Proposed Salary Change for Victim’s Assistance Coordinator Draws Concerns from Pulaski Council

The Pulaski County Council wants more information before agreeing to a salary change for the victim’s assistance coordinator. During last week’s meeting, Prosecutor Dan Murphy explained that the position is funded primarily by federal grant money distributed by the Indiana Criminal Justice Institute.

“The problem with it is that the person that we have working under the grant, according to your matrix, is making one level of pay, and the federal government has made this person a supervisor at a different level,” he said. Murphy asked council members to take the victim’s assistance coordinator out of the county’s salary matrix, in order to comply with the conditions of the grant.

But Council Member Ken Boswell said that based on conversations between the county’s attorney and representatives from the Indiana Criminal Justice Institute, it was his understanding that the county still had ultimate control over the pay level. “There’s nothing in there that says that you have to pay them a specific wage,” Boswell said. “The county sets the wage, versus whatever their priority is, and it’s a reimbursable grant. The prosecutor puts in an anticipated wage to justify the grant, but this does no way establish the actual pay of the employee at the county.”
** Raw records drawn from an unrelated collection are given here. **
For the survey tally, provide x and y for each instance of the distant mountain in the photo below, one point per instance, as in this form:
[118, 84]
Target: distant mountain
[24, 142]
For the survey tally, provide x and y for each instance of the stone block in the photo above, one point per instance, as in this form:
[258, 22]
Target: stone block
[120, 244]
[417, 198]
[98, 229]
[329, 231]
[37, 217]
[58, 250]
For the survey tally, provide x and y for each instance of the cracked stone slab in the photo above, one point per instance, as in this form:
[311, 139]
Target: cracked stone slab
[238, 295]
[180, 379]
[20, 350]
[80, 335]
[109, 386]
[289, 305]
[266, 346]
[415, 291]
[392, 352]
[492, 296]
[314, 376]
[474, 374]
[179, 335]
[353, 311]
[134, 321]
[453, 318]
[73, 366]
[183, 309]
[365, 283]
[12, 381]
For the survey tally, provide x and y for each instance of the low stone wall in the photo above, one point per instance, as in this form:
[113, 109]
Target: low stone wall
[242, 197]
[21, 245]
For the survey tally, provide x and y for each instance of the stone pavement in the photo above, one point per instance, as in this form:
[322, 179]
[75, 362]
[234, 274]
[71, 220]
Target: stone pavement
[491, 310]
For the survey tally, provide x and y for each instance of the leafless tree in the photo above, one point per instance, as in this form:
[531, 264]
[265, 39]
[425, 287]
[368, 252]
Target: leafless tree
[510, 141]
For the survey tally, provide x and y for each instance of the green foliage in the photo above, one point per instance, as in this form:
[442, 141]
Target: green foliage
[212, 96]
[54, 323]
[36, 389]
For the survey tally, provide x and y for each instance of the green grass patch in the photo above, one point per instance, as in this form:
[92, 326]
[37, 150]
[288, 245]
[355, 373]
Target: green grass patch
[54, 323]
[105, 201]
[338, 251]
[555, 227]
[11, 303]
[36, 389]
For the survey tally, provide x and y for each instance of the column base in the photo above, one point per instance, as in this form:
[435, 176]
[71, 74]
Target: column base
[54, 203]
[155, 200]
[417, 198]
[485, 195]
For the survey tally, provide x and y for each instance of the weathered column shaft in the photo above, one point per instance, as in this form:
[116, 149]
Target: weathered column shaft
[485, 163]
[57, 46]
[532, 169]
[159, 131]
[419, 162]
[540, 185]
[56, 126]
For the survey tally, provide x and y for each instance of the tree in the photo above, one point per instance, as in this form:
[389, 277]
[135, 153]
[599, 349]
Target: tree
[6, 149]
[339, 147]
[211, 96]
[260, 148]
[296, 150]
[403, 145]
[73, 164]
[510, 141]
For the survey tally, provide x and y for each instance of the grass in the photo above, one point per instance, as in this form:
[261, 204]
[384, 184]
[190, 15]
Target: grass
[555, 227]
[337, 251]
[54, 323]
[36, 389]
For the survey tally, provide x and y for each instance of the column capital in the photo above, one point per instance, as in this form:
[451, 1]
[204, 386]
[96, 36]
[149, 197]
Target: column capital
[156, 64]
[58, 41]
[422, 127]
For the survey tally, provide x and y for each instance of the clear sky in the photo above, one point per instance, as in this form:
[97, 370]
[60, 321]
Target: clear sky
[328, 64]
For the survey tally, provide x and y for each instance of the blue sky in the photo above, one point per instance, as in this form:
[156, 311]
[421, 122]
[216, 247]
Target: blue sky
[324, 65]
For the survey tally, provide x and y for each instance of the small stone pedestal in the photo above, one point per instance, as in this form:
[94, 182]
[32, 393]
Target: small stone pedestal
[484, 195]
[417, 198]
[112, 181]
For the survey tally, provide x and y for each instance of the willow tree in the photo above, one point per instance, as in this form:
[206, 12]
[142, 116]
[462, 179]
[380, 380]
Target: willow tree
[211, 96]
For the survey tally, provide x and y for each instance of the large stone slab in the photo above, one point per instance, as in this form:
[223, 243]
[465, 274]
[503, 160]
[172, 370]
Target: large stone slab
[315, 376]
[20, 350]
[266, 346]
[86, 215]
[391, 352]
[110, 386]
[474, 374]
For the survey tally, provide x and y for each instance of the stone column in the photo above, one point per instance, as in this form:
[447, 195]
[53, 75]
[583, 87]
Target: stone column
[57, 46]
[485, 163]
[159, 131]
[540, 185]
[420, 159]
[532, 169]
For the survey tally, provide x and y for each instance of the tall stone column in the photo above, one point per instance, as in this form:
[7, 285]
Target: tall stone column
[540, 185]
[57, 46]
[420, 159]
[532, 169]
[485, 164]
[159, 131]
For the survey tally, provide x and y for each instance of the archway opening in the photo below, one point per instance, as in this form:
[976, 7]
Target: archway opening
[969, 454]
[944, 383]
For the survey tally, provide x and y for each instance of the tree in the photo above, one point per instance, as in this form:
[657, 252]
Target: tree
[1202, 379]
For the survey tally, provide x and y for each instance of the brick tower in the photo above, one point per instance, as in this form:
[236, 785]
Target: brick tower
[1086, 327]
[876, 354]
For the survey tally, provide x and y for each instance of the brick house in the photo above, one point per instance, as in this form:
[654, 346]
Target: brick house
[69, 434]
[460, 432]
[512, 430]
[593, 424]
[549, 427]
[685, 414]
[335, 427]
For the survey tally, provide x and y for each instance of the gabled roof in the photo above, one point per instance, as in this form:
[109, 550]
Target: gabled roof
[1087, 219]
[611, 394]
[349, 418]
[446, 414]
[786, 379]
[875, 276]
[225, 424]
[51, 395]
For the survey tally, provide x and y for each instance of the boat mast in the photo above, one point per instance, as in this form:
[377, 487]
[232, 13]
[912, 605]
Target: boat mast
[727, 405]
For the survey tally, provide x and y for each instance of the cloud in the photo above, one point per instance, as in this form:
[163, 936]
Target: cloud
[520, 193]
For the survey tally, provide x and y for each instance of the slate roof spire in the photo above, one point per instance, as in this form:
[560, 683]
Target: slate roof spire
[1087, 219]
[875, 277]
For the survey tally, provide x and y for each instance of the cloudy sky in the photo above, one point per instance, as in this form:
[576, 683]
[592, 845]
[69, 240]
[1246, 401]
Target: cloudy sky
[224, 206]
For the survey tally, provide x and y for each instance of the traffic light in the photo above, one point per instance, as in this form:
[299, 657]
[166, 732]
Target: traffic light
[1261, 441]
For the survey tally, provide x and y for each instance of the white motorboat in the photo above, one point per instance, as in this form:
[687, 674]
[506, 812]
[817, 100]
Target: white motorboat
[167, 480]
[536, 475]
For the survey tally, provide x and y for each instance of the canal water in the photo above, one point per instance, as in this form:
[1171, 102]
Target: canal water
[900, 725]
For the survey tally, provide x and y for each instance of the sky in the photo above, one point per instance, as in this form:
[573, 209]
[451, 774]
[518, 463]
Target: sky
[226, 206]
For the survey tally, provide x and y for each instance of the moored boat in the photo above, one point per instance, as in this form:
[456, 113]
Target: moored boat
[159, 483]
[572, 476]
Murphy said the county can decide on the wage, but only until the grant gets final approval. “Based upon what we negotiated last summer, this is the grant that we came up with,” he said. “If you guys want to take over managing it and negotiating it, that’s fine with me. You can negotiate any levels you want. But once you do that, then you’re responsible for the documentation of it, too.”

In the end, council members voted to table the matter, until they could get more information from the county attorney, with Mike Tiede opposing the motion. “Why can’t we just get it done?” Tiede asked. “Get it done! It’s like $8,000, then we’re going to get $122,000, and then we get a person that takes care of people that have actually been robbed.”

Boswell responded that he was concerned with granting exceptions to the salary matrix for some county departments and not others.